Universities Urge Reauthorization of America COMPETES Act
ACE, ASSOCIATIONS CRITIQUE IDEA OF REQUIRING COMMUNITY SERVICE FOR HIGHER ED TAX CREDITS
The American Council on Education (ACE) and 20 other higher education associations expressed their serious reservations about the feasibility of requiring students to perform community service as a condition for receiving their tuition tax credit in a response to a Department of Treasury request for comments on Thursday. The American Recovery and Reinvestment Act of 2009 (ARRA) mandated that the Treasury Department study the feasibility of linking community service to the receipt of federal tax credits.
The associations asserted that higher education has a long history of promoting and supporting community service. However, a community service requirement would ultimately make access to higher education difficult for many students, especially low-income and nontraditional students.
Volunteer Requirements Comments (ACE.edu)
13 ADDITIONAL STEM CELL LINES ELIGIBLE FOR FEDERAL FUNDING, NIH SAYS
The National Institutes of Health announced Tuesday that 13 additional lines of human embryonic stem cells are eligible for federal funding, including the most widely used line.

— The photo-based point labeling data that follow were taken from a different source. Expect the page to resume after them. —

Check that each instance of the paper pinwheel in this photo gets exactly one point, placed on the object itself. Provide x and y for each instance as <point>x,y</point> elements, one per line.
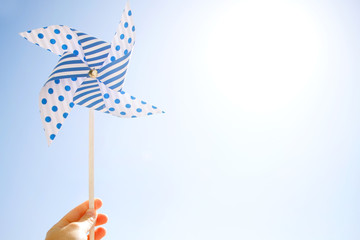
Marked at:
<point>90,73</point>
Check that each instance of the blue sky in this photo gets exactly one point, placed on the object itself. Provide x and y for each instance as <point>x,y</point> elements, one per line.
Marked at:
<point>260,139</point>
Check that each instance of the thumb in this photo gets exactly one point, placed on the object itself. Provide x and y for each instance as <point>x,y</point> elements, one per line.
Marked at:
<point>88,220</point>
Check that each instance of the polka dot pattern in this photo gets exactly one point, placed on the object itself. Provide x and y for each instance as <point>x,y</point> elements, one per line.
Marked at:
<point>124,105</point>
<point>55,38</point>
<point>124,37</point>
<point>55,105</point>
<point>57,95</point>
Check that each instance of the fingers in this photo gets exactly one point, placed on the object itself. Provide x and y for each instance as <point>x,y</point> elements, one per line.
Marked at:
<point>101,219</point>
<point>100,232</point>
<point>76,214</point>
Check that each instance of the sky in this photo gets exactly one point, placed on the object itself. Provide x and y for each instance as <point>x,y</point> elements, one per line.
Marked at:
<point>261,134</point>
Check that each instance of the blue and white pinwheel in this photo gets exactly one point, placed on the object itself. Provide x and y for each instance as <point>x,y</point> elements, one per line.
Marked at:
<point>90,73</point>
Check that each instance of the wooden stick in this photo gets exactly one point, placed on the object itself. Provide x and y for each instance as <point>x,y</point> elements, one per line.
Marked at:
<point>91,166</point>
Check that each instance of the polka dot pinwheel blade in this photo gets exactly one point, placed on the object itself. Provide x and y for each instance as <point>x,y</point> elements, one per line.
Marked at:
<point>90,73</point>
<point>124,39</point>
<point>56,39</point>
<point>56,102</point>
<point>124,105</point>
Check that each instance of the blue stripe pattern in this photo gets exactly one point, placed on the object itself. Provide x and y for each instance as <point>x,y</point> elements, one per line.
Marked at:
<point>113,74</point>
<point>89,95</point>
<point>69,66</point>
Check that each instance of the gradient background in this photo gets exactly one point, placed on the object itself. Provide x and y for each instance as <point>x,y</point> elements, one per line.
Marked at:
<point>260,139</point>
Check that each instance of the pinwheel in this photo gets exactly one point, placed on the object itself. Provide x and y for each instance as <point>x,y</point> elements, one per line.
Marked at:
<point>90,73</point>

The NIH's approval of the lines should alleviate mounting concerns among some supporters of stem cell research that the Obama administration was hindering the work.
"Many people who had been working on these lines, and concerned about whether they would be able to continue to work with these lines, will now be reassured that their research can now go forward," NIH Director Francis S. Collins said Tuesday.

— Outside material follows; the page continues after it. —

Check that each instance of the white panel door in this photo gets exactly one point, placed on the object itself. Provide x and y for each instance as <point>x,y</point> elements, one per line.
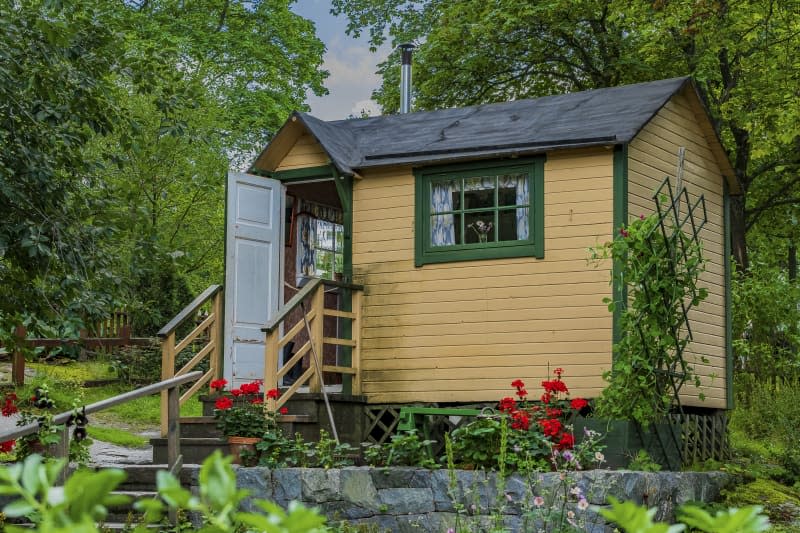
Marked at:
<point>252,271</point>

13 Additional Stem Cell Lines Eligible for Federal Funding, NIH Says (Washington Post)
U.S. PLANS NEW RULES ON STUDENT PRIVACY
The U.S. Education Department announced on Monday that it would propose new regulations governing student privacy rights in the next several weeks. In an announcement in the Federal Register, the department said that it would revise rules to carry out the Family Educational Rights and Privacy Act, with two goals in mind. One would be to "strengthen enforcement" of the law, commonly known as FERPA; the other would be to "clarify" how states can use information from statewide longitudinal data systems to inform policy decisions without running afoul of the student privacy law.
The regulations are likely to be controversial, especially on the latter point; privacy advocates argue that the Obama administration risks running afoul of federal law in how it is encouraging states to collect and share data about students' academic performance with work force agencies within their states and, potentially, agencies in other states.